The purpose of a photograph is not to document the event. It aspires to be the event itself. Logic will claim that, first, there is the event, first comes the real, then only will the image appear, to document it. Sadly, this is what happens most of the time. A more poetic sequence intends that the event has never taken place in an absolute sense, that it remains in some way a stranger to itself. Something of this strangerness survives in every event, in every object, probably in every individual. This is what the image must account for, or “develop” so to speak, and for this to be developed, the image itself must remain, in some way, a stranger to itself. It ought not to reflect itself as medium; it must not take itself for an image. It ought to remain a fiction, an echo of the irresolvable fiction of the event. The image must not be caught in its own trap; nor should it let itself be trapped by the feedback loop. The worst part for us today is the impossibility of seeing a world without feedback – so as not to have it recaptured, raptured, filmed, photographed, before we can even see it. That is lethal not only for the “real” world, but for the image itself, since, if everything is an image, the image is nowhere, at least as an exception, an illusion, a parallel universe. In the visual flow of events in which we find ourselves submerged, the image itself does not even have the time to become an image.

Can photography be an exception in the face of that outpouring of images, can it restore them to their initial power? To do so, the clatter of the world must be suspended; the object must be grasped at the only moment of true magic, the first contact, when things have not yet sensed our presence, when absence and vacuum have not yet evaporated …. In fact, it is necessary for the world itself to act out the role of the photographer – as if it had the possibility to appear to us outside ourselves.

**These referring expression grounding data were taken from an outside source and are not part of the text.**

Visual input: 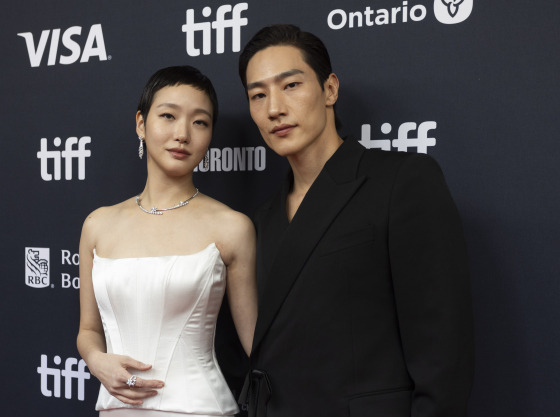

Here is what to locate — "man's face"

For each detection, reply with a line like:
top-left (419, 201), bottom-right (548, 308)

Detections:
top-left (245, 45), bottom-right (336, 158)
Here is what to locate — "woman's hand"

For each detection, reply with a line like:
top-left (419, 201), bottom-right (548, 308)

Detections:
top-left (88, 351), bottom-right (165, 405)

I dream of an image that would be the automatic writing of the singularity of the world – after the Iconoclastic dream of Byzantium. The Iconoclasts held that the only genuine images were those in which the divine figure was immediately present – as in the veil of the Holy Face – an automatic writing of the singularity of the divinity, of the face of Christ, without any interference from the human hand. I have a dream of an immediate calque, like the reverse image of the negative in photography. The Iconoclasts rejected violently all other images, human-made icons that, according to them, were mere simulacra of the divine, acheiropoiesis (etymologically: not fabricated by a human hand).

Similarly, we, modern iconoclasts, might reject all those images that are mere simulacra resembling the real, or an idea, an ideology, whichever truth. Most images are of that type, but virtual images even more so. They resemble nothing.